Шрифт:
Интервал:
Закладка:
В последующие дни я видела четырех человек – двоих на болотах, судя по всему, в поисках морошки, и еще двоих – в ельнике, где те, похоже, высматривали грибы, вот только я успела собрать там все подчистую. Не находя успокоения, я села в машину и поехала по таким знакомым теперь улицам, был воскресный вечер, четверть седьмого, едва начало смеркаться. Прохожих на улице не было, в этом районе нет ни магазинов, ни кафе, здесь живут старики, а они ценят тишину. Дети здесь появлялись крайне редко. Я остановила машину в моем обычном месте, сползла вниз по сиденью, выключила радио, чтобы не горел огонек. Дул ветер. С осин и кленов на лобовое стекло падали листья, темно-рыжие, как волосы матери, некоторые – ярко-красные, а другие – в черную крапинку, вскоре они засыпали стекло, закрыв обзор, отчего мне сделалось спокойнее. Дверь дома номер двадцать два открылась, и оттуда вдруг вышла мать в длинном бежевом пальто, которого я прежде не видела, словно она вчера купила его, они с моей сестрой устроили себе субботний шопинг, пока я собирала грибы. Через плечо у нее была перекинута уже знакомая мне сумочка, в руке – пакет из винного магазина, а в нем, кажется, бутылка вина, ее явно пригласили на ужин, интересно, кто? Прильнув к просвету между листьями, я вгляделась в ее лицо. Мать остановилась под фонарем, лицо у матери было таким же бледным, каким я помнила его, но не таким страдальческим, как я хотела бы или боялась.
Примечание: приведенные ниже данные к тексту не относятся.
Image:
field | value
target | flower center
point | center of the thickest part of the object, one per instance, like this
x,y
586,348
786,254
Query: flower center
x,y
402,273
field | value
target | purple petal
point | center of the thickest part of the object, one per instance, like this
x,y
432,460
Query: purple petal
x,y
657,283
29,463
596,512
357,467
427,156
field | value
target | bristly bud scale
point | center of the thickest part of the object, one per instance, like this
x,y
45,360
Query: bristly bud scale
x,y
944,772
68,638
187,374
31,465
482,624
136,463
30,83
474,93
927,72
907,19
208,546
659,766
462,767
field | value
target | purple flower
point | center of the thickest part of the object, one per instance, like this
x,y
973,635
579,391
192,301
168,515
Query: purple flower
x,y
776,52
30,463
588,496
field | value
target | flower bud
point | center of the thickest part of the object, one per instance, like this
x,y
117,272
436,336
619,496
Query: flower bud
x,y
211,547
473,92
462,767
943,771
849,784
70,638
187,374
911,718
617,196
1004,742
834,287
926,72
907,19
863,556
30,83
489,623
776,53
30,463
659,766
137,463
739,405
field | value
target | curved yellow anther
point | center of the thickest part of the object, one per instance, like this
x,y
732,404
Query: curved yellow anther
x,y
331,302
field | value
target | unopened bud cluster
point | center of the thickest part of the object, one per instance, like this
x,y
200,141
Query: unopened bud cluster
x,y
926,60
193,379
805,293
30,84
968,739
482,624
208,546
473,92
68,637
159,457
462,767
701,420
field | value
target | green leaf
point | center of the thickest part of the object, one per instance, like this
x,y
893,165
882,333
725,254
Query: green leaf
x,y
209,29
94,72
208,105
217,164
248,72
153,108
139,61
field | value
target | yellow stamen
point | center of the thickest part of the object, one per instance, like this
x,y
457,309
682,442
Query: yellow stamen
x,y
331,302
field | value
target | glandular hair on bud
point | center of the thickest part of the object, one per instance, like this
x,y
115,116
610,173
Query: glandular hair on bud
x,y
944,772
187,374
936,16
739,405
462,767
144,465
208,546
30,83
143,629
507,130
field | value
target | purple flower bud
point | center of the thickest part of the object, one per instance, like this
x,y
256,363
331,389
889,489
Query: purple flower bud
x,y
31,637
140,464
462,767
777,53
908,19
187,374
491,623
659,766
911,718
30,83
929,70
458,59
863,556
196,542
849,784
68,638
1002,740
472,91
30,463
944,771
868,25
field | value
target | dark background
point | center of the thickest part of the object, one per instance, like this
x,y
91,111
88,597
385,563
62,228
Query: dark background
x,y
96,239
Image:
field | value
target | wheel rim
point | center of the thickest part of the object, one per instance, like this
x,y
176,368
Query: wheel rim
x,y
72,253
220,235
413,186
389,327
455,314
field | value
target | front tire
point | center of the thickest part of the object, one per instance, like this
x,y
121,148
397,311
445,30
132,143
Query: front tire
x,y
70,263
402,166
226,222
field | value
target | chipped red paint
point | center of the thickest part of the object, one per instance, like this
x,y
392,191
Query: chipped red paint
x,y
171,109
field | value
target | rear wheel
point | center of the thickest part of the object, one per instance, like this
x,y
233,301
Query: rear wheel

Жизнь будто бы и не ожесточила ее, как я ожидала или надеялась, так чего же я ожидала и на что надеялась? – однако глаза у нее бегали так же, как как и прежде, мать раздумывала, не забыла ли чего. Решительно развернувшись, она дошла обратно до подъезда, открыла дверь и вошла внутрь. Я приоткрыла дверцу, выскользнула из машины и, ссутулившись, прокралась вдоль забора, мимо машин, стоящих перед моей, и присела за колесом третьей машины, прямо напротив двери в подъезд. Только бы владелец этой машины сейчас не объявился, да вряд ли, вся улица спит, в нескольких не совсем темных окнах лишь мерцают блики от телевизора.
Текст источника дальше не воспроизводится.